Kepel is commonly propagated by seed taken from mature fruits and sown immediately. Cuttings and air layers have been tried without success. The seed is cleaned by washing and is dried under shade. Before sowing the seed is scarified, but germination may still take many months. Eventually a high percentage of the seeds does germinate. Germination is hypogeal, the taproot swollen and unbranched for some time. Initially seedlings are slow-growing. At the 3-5-leaf stage the seedlings are potted up. When they reach a height of 0.5-1.0 m, the seedlings are transplanted into the field at 8-10 m apart.
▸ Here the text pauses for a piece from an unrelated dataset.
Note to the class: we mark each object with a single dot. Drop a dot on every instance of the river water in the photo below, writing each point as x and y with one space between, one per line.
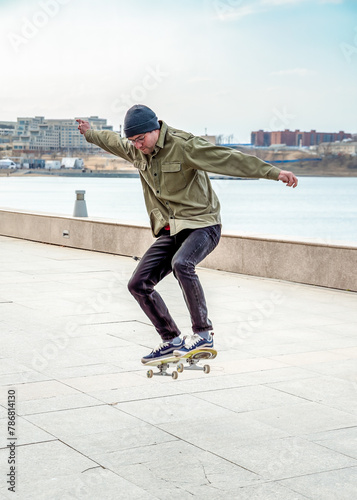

The juvenile phase lasts 6-9 years.
In Java the trees normally flower in September-October, although off-season flowering does occur; the fruit ripens 6 months later, mainly in March-April. There is usually a flush of shoot growth after harvest and another preceding bloom; each flush lasts about 2 months, during which shoots extend 2-7 leaves.
The female flowers are borne on the trunk and older portions of branches, and are visited by bees, ants and sometimes by butterflies. Percentage fruit set is high and kepel crops fairly reliably. Irregular rainy season weather is the main cause of variation in yield. A mature tree yields 1000-1500 fruit per year.
The fruit is mature if scratching its skin reveals a yellow or light brown colour underneath (if green, the fruit is still immature). To safeguard quality, the fruit is bagged 1-2 months before harvesting, using plaited sleeves of bamboo or coconut leaflets, or polythene bags. The fruit is packed in baskets or bags and handles well; it can be kept for 2-3 weeks at room temperature.
No serious pests and diseases have been reported, but the trees have to be guarded against bats and rodents.
Genetic resources and breeding
There are variations in productivity and fruit quality between trees. Trees either produce large or small fruit, the latter being called 'kepel krikil' locally; thickness, colour and taste of the pulp also vary enough to justify selection of superior types.
Kepel has been used traditionally as a perfume and a family- planning agent, but information about horticulture, selection and breeding, and detailed analysis of the aromatic properties are still lacking. Research work is needed to test the commercial viability of kepel, and to improve and stimulate its production as a crop.
- Fachrurozi, Z., 1980. Burahol (Stelechocarpus burahol (Bl.) Hk.f. & Th.) - deodoran tempo dulu dan masalah pelestariannya. [Burahol (Stelechocarpus burahol (Bl.) Hk.f. & Th.) - the old-time deodorant and its conservation problems]. Buletin Kebun Raya 4(4): 127-130.
- Sunarto, A.T., 1987. Burahol kosmetika alam bagi kerabat keraton. [Burahol natural cosmetic for the royal family]. Trubus 18(207): 103-104.
- Sunarto, A.T., 1987. Melestarikan tanaman burahol. [How to plant the burahol]. Trubus 18(207): 104-105.